The dynamic mutation investigation and whole exome sequencing in a cohort of Chinese autosomal dominant cerebellar ataxia patients

Abstract Background Spinocerebellar ataxias (SCAs) are the autosomal dominant cerebellar ataxia (ADCA) with great clinical and genetic heterogeneity. Genetic testing will contribute to the final diagnosis. Methods A total of 204 Chinese ADCA patients were recruited and 190 had genetic testing. Dynamic mutations of SCA1, 2, 3, 6, 7, 8, 10, 12, 17 and dentatorubral-pallidoluysian atrophy (DRPLA) were screened firstly. For the patients with negative results, the dynamic mutations of HTT of Huntington Disease (HD), SCA31, 36 and even the whole exome sequencing (WES) were further performed. We investigated the genetic results and clinical characteristics retrospectively. Results Among these 190 index cases, 177(93.16%) were identified SCA dynamic mutations. SCA3 was the commonest, accounting for 70.06%, followed by SCA1 (9.6%), 2 (9.05%), 12 (3.39%), 6 (2.26%), DRPLA (2.26%), 7(1.13%), 8 (1.13%) and 17(0.56%).
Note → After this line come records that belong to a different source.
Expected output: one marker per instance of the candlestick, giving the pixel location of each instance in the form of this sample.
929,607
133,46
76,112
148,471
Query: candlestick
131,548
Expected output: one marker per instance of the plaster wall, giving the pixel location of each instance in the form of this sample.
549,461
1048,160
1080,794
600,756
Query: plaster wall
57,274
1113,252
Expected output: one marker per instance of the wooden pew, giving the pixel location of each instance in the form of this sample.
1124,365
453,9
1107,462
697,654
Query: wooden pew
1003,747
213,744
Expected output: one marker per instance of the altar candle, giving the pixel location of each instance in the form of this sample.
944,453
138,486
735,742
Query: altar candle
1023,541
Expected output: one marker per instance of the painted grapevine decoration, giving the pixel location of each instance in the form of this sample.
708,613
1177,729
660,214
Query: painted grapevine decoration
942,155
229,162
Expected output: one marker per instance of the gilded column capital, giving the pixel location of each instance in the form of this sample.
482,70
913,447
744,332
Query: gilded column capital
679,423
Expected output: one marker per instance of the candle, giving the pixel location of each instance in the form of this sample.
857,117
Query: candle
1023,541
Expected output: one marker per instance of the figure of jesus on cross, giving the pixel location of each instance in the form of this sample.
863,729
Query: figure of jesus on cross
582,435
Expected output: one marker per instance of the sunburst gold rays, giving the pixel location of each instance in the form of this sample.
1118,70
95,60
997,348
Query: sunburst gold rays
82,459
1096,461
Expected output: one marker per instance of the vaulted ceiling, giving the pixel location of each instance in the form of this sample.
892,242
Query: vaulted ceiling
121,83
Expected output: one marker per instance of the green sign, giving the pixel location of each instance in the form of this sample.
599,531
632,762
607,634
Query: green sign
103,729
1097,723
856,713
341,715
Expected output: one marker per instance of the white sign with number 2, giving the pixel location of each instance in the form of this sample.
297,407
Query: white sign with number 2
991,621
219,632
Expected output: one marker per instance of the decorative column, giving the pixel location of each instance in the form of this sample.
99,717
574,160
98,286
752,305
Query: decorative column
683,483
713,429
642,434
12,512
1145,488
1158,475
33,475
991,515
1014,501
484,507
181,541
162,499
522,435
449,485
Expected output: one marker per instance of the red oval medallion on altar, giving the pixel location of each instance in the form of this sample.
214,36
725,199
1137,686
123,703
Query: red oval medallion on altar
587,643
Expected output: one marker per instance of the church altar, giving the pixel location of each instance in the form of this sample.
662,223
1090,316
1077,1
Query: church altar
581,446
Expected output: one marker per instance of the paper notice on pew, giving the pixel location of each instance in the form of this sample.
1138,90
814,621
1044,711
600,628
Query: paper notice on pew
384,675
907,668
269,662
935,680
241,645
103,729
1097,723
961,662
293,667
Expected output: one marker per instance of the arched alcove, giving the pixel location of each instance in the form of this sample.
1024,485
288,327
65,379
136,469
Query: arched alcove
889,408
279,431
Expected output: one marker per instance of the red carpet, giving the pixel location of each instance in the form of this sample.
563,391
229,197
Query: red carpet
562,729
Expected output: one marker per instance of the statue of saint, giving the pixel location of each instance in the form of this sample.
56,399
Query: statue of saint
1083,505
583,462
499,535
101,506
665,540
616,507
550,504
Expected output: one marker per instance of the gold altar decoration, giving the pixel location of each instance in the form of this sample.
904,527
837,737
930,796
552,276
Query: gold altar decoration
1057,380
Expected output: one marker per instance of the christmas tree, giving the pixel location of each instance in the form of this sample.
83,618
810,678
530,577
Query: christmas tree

One patient carried a compound dynamic mutation of SCA6 and SCA17 (SCA6/17). No SCA10 or SCA36 was found. Among the remaining 13 patients, three were diagnosed with HD (1.58%) and one with Episodic Ataxia 2 (EA2). WES did reveal several variants with uncertain significance (VUS) in the remaining nine patients, but failed to detect causative mutations. Conclusion We illustrated the approach and challenge of genetic testing in Chinese ADCA patients. Dynamic mutations of SCAs should be screened firstly. When the results were negative, dynamic mutation of HTT would better be screened consequently. In early-onset ADCA patients, WES might be effective to identify causative mutations, but in adult-onset cases, WES might be less effective.